Christozentrisches Yoga

Harmony Yoga und Meditations-Kurse mit christozentrischer Ausrichtung

Leitung Gabriele Haage

In unserer schnelllebigen, technisierten Welt suchen viele Menschen nach Halt und Sinn. Im Außen wird dies auf Dauer nicht gelingen. Unsere momentane, herausfordernde Situation macht es nicht gerade leichter, in der eigenen Mitte zu bleiben. Dies ist wichtiger denn je, um sich nicht vom Virus der Angst und der Mutlosigkeit anstecken zu lassen.
Yoga und Meditation sind seit Jahrtausenden bewährte Methoden dem Körper Gutes zu tun, die Seele zu erfrischen und den Geist zur Ruhe zu bringen. Sie wollen ein Angebot für Menschen sein, die sich an der Freiheits – und Erlösungslehre Jesu Christi orientieren. Um eine bodenständige Spiritualität geht es.
Die christozentrische Ausrichtung meiner Kurse ist nicht durch konfessionelle Konstitutionen reguliert.

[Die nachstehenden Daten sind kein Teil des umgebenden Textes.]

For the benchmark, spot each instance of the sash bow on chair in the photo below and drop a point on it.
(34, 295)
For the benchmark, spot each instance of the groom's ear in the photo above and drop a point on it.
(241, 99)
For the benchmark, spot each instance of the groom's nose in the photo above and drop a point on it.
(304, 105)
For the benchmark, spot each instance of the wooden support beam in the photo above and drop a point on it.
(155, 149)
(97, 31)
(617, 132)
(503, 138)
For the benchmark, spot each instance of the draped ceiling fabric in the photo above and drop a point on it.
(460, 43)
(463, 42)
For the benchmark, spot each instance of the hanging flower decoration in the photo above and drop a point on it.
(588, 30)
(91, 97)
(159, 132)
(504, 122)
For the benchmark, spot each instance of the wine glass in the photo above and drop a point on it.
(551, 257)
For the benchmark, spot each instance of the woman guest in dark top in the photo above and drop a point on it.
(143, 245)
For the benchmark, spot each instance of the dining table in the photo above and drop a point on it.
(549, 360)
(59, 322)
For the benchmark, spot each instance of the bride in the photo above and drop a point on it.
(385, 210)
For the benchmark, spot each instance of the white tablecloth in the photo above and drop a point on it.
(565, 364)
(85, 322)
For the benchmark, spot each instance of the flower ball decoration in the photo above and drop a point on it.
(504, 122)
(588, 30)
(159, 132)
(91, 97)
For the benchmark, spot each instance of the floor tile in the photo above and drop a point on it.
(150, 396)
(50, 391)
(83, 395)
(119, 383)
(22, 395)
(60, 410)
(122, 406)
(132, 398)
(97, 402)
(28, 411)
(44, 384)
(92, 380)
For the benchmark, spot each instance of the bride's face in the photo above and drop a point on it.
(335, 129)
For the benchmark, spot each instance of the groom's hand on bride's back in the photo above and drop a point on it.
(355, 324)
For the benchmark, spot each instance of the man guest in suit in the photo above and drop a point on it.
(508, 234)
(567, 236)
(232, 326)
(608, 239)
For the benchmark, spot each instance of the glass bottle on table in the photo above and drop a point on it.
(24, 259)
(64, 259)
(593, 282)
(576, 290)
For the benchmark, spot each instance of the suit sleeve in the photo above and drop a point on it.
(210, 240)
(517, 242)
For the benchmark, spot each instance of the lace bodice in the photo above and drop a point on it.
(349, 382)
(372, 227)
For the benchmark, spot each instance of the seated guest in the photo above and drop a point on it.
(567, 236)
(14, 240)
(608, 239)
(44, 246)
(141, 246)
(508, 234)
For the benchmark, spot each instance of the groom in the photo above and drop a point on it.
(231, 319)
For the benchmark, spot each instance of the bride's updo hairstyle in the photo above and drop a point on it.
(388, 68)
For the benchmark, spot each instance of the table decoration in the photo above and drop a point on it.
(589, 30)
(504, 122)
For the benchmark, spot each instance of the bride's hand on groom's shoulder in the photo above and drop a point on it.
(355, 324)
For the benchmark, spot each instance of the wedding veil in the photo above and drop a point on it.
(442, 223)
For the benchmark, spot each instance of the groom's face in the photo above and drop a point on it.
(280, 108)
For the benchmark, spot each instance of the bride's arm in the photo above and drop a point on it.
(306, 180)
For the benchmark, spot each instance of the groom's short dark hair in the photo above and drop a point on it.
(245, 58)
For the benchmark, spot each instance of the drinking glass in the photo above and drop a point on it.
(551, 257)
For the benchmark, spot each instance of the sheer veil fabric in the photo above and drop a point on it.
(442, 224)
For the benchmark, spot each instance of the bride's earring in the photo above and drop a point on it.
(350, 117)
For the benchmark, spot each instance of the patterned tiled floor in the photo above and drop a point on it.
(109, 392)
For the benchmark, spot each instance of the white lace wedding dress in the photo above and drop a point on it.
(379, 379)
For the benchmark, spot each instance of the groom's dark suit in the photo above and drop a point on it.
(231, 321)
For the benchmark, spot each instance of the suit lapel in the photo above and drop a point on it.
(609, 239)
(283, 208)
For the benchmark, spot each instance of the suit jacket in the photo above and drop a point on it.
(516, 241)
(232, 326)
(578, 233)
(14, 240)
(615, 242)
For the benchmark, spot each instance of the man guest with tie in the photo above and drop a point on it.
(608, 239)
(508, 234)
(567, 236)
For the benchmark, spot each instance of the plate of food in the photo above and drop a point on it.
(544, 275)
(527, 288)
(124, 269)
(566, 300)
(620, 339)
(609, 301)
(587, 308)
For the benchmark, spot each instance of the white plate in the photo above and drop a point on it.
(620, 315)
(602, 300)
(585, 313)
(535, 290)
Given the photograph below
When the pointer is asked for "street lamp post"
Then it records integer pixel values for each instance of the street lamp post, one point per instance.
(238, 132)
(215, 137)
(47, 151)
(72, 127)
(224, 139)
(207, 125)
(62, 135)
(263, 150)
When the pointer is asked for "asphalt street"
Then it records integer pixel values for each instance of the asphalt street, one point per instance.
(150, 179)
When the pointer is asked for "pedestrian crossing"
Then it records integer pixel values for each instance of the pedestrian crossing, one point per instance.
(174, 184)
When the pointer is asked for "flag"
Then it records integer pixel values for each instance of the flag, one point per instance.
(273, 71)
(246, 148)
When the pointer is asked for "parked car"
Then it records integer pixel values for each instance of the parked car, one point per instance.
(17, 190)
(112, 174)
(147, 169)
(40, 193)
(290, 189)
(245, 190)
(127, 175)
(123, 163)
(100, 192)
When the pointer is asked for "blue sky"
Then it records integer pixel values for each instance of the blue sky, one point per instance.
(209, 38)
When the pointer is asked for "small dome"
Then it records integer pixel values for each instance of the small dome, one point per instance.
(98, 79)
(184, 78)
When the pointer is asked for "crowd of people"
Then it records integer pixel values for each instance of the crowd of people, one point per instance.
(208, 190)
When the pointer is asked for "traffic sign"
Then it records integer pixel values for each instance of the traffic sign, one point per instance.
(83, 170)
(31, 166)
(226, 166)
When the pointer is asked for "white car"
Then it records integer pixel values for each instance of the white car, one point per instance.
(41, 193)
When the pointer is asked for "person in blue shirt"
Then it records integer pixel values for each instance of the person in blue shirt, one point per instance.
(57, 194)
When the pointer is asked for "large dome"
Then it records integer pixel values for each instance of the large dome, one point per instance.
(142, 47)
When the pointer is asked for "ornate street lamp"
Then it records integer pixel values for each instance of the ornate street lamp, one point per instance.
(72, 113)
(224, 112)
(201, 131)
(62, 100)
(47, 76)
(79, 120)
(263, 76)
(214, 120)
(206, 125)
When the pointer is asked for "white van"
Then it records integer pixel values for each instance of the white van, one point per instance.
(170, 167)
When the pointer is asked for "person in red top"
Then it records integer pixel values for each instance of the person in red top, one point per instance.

Im Jahre 2021 haben Sie die Möglichkeit meine Kurse anstelle einer Studienreise für Ihre Ausbildung zum Spiritual bzw. zur Spiritualin zu buchen.

Harmony Yoga und Meditation für den Herzraum
Schwanberg, 5. – 7. Mai 2021

Harmony Yoga und Meditation mit christozentrischer Ausrichtung und dem Thema „Chakren“ Burghof Stauf, 30. Mai – 2. Juni 2021

Das Vaterunser im Dialog mit Mystik und christozentrischem Yoga
Schwanberg, 26. – 28. November 2021

Nähere Informationen zu den jeweiligen Kursen finden Sie auf der Webseite:
http://www.harmony-yoga.de

 
 
 

Christlicher Glaube und Yoga

Wie passt das zusammen? Yoga und christlicher Glaube? Das ist doch eine indische Religion; man wendet sich an verschiedene Gottheiten. Und was soll „christozentrischer Yoga“ sein?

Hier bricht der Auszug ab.